The official guidance for editing/remediating XFA forms in Acrobat is: Save as EPS or Print to Adobe PDF -> this flattens the XFA, and removes all form fields, layers, interactive objects, buttons, and JavaScript. The result is just static page content you can tag and remediate in Acrobat.https://helpx.adobe.com/acrobat/desktop/troubleshoot/pdf-viewing-editing-issues/cannot-edit-xfa-forms.html
https://helpx.adobe.com/acrobat/desktop/troubleshoot/pdf-viewing-editing-issues/cannot-edit-xfa-forms.html
So in your setup (Desktop AEM Forms Designer 6.5.21 only):
You cannot:
- Keep the form XFA + fillable and
- Mark graphic/draw objects (icons, circles, checkbox boxes, decorative art) as Artifact for PDF/UA.
Designer 6.5.21 only added Artifact control for text blocks, not for graphic/draw objects.https://experienceleague.adobe.com/en/docs/experience-manager-65/content/release-notes/cumulative-features-enhancements
That means today your real choices are:
- Stay XFA + fillable
- Accept that decorative graphics will still show up as figures/paths and be flagged by checkers, or redesign to avoid purely decorative art where possible.
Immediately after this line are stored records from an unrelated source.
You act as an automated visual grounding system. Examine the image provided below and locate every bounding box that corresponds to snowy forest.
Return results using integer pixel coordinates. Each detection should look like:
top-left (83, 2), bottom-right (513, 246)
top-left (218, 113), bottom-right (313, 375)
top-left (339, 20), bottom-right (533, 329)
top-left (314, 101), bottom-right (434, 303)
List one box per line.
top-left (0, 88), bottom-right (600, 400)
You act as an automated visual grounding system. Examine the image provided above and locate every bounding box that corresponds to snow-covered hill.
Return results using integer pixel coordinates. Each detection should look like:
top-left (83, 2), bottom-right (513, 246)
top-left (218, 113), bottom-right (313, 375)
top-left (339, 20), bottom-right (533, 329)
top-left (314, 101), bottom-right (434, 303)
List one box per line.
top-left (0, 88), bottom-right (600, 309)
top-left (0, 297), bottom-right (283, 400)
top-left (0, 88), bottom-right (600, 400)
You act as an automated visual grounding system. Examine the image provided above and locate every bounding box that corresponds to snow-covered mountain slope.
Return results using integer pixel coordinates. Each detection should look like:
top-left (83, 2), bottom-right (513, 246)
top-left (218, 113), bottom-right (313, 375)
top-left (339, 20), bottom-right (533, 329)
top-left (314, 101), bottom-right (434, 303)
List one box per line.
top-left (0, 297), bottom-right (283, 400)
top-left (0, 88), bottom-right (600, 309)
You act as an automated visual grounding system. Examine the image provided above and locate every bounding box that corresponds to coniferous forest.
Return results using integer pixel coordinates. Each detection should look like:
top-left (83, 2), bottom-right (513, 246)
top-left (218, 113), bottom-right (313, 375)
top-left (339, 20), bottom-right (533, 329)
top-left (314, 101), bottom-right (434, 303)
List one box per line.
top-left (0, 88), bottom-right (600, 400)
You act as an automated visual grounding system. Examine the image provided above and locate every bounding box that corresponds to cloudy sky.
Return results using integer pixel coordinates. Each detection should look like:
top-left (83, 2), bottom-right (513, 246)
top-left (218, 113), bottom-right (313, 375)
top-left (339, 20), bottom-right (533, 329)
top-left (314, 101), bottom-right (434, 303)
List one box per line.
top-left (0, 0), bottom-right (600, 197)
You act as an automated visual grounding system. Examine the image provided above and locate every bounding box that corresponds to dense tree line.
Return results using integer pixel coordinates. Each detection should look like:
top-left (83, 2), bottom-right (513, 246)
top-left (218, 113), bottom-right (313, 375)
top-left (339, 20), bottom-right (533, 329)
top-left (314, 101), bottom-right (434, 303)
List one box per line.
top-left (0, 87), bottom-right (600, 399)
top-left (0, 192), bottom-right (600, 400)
- Produce a second, non‑XFA PDF for accessibility
- Flatten (or otherwise convert) to a traditional/tagged PDF and remediate in Acrobat — but that file won’t be the interactive XFA form your users fill.
There isn’t a hidden switch in Designer that lets you set Artifact on graphics while keeping an interactive XFA PDF; that capability simply does not exist in the product today.